Atualmente, (nós, os professores, “ACUMULAMOS
FUNÇÕES”; por muitas vezes, quero crer, inconscientemente). Ora somos pais, ora somos irmãos mais
velhos, ora psicólogos, ora enfermeiros. Sou contra. Já dizia Paulo Freire
“Professora sim, tia não!”. E isso foi dito, escrito e estudado há muito tempo.
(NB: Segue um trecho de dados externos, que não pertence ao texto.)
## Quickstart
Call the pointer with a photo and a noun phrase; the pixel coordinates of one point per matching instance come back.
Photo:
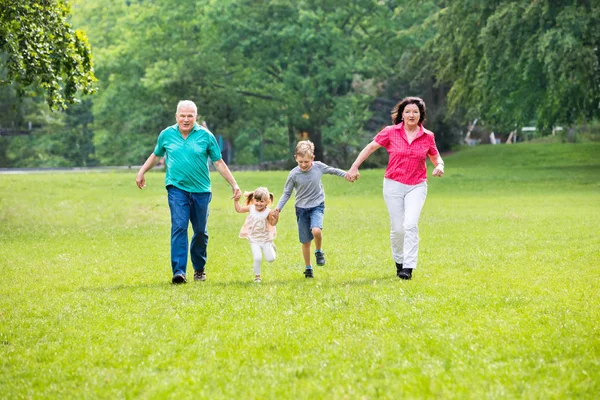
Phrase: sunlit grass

Contudo, continuamos exercendo múltiplas funções e, por serem tantas as nossas
incumbências na resolução das problemáticas educacionais, todas as tarefas são
executadas apressada e superficialmente. Logo, os problemas não são solucionados. E, o mais
grave, ao nos ocuparmos de funções que pertencem a outras esferas, desviamo-nos do
principal foco: ENSINAR COM COMPETÊNCIA.
Quando digo: “ensinar
com competência”, me refiro ao aprendizado dos conhecimentos
específicos da série em curso; ou seja, se o aluno cursa o quinto ano, ele tem
o direito a adquirir conhecimentos desta série e nada menos que isso porque está
“atrasado”. Para tanto, temos de estar
isentos de outras preocupações, o que não nos exime do comprometimento com o
todo, que é o bem estar geral do aluno. Porém, o que predomina é o desvio
de foco. O olhar sobre o aprendizado do aluno é encoberto pelo olhar sobre os
seus problemas sociais, pessoais e estruturais (o que inclui o fato de não ter
sido alfabetizado COM ÊXITO na idade certa, que somente agora, depois de prejudicar milhões de alunos,
decidiu-se que é de oito anos de idade!). Haja vista a temática das
reuniões pedagógicas e conselhos de classe, onde nos pegamos, a todo o momento,
falando dos problemas pessoais do aluno e não das suas expectativas de aprendizagem ou
do seu prejuízo de conhecimento.
Tais procedimentos incidem
numa série de outros fatores que nos fazem mal. Quando trazemos para nós a
responsabilidade que é da família ou do Governo, responsabilidades estas que,
obviamente, não damos conta de resolver, consequentemente, sofremos uma
imensa frustração que, não obstante, nos faz adoecer a médio e em longo prazo
mental e fisicamente.
Há, no mínimo, três fatores
gravíssimos advindos desta abordagem. Primeiramente, há uma boa parcela
de professores trabalhando sem condições satisfatórias para tanto. Em segundo lugar, sempre que assumimos as responsabilidades
do Governo e resolvemos problemas que não são nossos, para ele (o sistema)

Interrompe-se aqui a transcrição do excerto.